6月1日に日本音楽著作権協会(JASRAC)が、ポッドキャストに対応した新しい音楽利用料率を発表しました(ASCII24「JASRAC、期限付きダウンロード配信やポッドキャストの料率を発表」)。
JASRACの発表に対し、ポッドキャストの音楽利用がこれで進むという論調で多くのメディアでも取り上げられましたが、FM局大手・J-WAVEの井村社長の考えは違うようです。
J―WAVEがネットラジオを始めた理由・井村社長インタビュー (IT-PLUS)ポッドキャスティング上での音楽著作権料率についてはJASRACが新たな料率を決めました
ポッドキャスティングのメディアとしての価値はとても高いと考えています。自由に音楽を使えれば非常に楽しいものになるでしょう。しかし、いまはまだ実現していません。新たな料率も、これまでに比べれば割安になりましたが、まだ高いと感じています。
J-WAVEとしては、JASRACが発表した料金体系は高いと感じている。仮にJ-WAVEが配信するポッドキャストに音楽を入れて、1ファイルのダウンロードあたり5.5円としてみる。J-WAVEのポッドキャストともなると数十万~数百万規模のダウンロードがあると推測した場合、JASRACに支払う手数料は数十万から数百万まで膨れ上がる恐れがある。最も収入としては期待できる広告ビジネスもまだ確立されていない状況で、音楽利用でそれだけの費用を支払うことは考えられないだろう。J-WAVEだけでなく、他のポッドキャスト配信事業者も同じ意見だろう。
そこで井村社長はこう提言している。
私としては「30秒ルール」を提案してみたいと思っています。30秒までなら無料、または非常に安価に音楽を提供してもらえるような仕組みです。
ユーザーはポッドキャスティングを、音楽を聞くためのガイドとして使おうとしています。レコード会社にとってもプロモーションメディアとして活用することは売り上げにつながるはずです。

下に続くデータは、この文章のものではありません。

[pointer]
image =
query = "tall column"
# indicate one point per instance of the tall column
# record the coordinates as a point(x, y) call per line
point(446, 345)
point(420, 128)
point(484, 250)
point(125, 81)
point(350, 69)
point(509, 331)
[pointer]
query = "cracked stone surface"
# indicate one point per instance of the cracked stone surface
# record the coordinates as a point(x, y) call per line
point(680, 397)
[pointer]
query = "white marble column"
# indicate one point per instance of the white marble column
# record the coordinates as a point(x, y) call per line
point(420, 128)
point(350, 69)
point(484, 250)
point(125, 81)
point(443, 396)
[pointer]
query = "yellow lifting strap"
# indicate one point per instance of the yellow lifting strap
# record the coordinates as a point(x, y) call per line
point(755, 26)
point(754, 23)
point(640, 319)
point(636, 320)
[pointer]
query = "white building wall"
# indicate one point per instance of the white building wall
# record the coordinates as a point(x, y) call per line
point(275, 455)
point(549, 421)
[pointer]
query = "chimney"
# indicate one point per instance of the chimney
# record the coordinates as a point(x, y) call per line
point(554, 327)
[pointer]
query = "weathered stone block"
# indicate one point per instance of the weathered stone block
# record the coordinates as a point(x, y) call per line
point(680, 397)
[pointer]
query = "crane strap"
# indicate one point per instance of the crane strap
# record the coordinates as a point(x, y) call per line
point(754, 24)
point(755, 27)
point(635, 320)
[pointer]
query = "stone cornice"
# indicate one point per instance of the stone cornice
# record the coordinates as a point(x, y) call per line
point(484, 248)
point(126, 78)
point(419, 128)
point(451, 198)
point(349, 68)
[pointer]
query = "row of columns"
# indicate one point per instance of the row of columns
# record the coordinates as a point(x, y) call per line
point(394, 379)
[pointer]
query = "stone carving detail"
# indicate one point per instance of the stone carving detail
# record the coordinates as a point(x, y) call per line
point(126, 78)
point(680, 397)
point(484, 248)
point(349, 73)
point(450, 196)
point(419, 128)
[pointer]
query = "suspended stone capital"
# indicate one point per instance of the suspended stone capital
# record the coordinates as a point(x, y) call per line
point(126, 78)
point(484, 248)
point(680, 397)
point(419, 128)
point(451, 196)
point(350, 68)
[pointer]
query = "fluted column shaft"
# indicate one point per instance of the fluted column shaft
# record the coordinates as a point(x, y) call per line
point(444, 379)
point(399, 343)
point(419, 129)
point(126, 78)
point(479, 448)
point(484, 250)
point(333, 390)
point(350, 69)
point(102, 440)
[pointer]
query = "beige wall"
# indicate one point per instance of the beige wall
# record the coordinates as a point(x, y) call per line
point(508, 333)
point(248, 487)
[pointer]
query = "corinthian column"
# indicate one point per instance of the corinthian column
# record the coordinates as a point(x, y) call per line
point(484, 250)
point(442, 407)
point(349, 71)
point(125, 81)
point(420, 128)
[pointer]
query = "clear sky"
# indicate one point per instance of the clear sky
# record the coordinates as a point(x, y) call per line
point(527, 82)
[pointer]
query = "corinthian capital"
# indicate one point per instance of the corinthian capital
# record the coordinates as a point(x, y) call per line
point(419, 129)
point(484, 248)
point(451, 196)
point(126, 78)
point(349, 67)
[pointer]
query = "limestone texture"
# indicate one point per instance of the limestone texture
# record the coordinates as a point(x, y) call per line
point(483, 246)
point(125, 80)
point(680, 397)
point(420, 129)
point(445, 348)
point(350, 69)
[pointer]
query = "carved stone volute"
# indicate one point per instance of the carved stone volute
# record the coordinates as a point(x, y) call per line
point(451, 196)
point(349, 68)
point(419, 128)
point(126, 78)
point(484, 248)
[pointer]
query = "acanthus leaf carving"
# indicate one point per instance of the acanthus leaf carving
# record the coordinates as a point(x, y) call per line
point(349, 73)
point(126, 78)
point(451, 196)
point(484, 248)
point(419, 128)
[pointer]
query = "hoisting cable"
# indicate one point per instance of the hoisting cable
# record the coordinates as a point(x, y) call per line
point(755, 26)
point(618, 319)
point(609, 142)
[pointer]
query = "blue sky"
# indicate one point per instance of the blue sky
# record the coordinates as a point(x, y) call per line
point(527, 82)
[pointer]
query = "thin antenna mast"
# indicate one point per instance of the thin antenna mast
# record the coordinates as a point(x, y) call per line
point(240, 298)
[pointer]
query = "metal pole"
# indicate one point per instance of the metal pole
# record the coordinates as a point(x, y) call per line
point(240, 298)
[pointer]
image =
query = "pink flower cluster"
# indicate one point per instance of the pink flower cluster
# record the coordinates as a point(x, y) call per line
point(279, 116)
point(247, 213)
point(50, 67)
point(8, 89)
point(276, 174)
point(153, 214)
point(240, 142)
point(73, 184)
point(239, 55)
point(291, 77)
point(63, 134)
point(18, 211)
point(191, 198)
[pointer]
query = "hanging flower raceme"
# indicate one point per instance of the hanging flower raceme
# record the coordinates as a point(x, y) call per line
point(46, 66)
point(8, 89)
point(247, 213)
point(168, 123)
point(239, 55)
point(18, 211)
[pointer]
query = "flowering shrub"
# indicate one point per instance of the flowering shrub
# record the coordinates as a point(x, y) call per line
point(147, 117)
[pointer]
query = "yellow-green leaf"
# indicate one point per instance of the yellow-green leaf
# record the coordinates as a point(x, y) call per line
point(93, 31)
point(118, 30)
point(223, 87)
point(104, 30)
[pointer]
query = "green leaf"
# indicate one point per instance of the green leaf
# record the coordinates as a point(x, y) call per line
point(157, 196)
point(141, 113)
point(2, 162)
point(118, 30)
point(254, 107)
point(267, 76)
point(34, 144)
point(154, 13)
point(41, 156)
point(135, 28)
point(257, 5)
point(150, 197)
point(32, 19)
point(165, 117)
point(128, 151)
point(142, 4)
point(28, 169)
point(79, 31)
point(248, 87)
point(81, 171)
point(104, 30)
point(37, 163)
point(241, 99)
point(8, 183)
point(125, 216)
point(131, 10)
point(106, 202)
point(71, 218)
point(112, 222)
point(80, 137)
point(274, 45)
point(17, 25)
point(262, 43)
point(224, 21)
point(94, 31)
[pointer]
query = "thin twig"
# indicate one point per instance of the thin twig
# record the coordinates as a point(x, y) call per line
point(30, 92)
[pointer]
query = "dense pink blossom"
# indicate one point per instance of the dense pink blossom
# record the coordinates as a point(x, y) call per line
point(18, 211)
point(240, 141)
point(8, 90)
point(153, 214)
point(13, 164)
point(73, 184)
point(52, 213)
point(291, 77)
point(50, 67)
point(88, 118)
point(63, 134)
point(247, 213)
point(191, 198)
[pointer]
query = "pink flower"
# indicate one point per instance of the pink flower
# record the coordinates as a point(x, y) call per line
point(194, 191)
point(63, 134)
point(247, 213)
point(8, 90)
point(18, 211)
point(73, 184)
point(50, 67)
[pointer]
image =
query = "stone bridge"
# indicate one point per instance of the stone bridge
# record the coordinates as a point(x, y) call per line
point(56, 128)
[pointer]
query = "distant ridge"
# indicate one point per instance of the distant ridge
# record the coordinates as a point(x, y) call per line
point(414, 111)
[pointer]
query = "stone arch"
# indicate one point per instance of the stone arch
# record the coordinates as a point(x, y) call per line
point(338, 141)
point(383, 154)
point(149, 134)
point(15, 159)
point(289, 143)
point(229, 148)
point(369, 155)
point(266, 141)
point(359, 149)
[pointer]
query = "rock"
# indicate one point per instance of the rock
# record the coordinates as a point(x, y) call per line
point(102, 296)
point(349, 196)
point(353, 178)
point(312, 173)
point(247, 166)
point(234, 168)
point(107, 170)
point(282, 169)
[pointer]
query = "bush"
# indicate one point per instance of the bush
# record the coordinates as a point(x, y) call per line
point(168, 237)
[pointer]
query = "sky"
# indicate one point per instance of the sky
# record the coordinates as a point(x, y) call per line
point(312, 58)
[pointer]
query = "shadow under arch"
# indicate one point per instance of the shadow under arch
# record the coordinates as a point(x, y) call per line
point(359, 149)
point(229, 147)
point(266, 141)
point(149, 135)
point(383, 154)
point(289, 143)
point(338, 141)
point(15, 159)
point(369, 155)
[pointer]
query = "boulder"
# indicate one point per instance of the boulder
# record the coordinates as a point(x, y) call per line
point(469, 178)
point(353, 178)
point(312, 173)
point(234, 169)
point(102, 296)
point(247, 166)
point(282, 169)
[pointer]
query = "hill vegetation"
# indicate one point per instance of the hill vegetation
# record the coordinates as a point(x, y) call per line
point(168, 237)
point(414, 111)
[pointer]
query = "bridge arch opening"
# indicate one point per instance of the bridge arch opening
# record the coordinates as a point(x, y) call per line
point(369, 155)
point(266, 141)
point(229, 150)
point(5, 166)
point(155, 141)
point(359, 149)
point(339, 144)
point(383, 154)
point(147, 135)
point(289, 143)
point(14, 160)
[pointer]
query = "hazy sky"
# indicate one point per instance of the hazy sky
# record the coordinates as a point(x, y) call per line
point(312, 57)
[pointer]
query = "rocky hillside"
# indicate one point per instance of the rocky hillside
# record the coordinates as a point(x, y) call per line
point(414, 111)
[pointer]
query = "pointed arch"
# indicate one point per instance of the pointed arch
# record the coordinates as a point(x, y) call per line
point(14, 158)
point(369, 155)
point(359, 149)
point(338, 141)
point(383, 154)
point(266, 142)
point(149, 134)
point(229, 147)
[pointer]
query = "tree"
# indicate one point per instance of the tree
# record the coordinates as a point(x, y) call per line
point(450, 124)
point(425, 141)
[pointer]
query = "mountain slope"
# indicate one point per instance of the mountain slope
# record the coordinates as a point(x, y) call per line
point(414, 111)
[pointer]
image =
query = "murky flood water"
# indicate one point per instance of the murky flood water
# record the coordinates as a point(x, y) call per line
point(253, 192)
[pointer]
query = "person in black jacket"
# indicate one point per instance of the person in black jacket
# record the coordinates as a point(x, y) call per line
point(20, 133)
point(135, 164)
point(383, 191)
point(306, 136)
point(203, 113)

当面は広告モデルでの配信を検討し、採算性を重視しながら力を入れていきたい。
この「30秒ルール」については、アメリカで実際に似た例がある。
アメリカの一部の音楽著作権団体ではポッドキャスト内での音楽利用について、数秒以内の音楽利用なら非常に安価な定額料金で利用することができる。
音楽を流す時間によって音楽使用料も安くなるという考え方は現状ではJASRACは持っていないようですが、ポッドキャストの音楽利用を普及させるためにはそういう料金体系が望ましいですね。
井村社長が言っているように、リスナーが新しい音楽と出会うためのメディアとして、ポッドキャストは大きな可能性を秘めている。その理由としては、ポッドキャスト利用者は「iPodユーザー=音楽にある一定以上の関心を持つユーザー層」が多いことが挙げられる。ポッドキャストで聞いた音楽をiTunesMusicStoreで購入する-こういった流れになるのがリスナーには理想的だろう。
音楽の権利を持つ人たち、著作権を管理するJASRAC、音楽を流す事業者、そしてリスナー-それぞれにとって最適な答えにたどり着くまでは、まだ少し時間がかかりそうです。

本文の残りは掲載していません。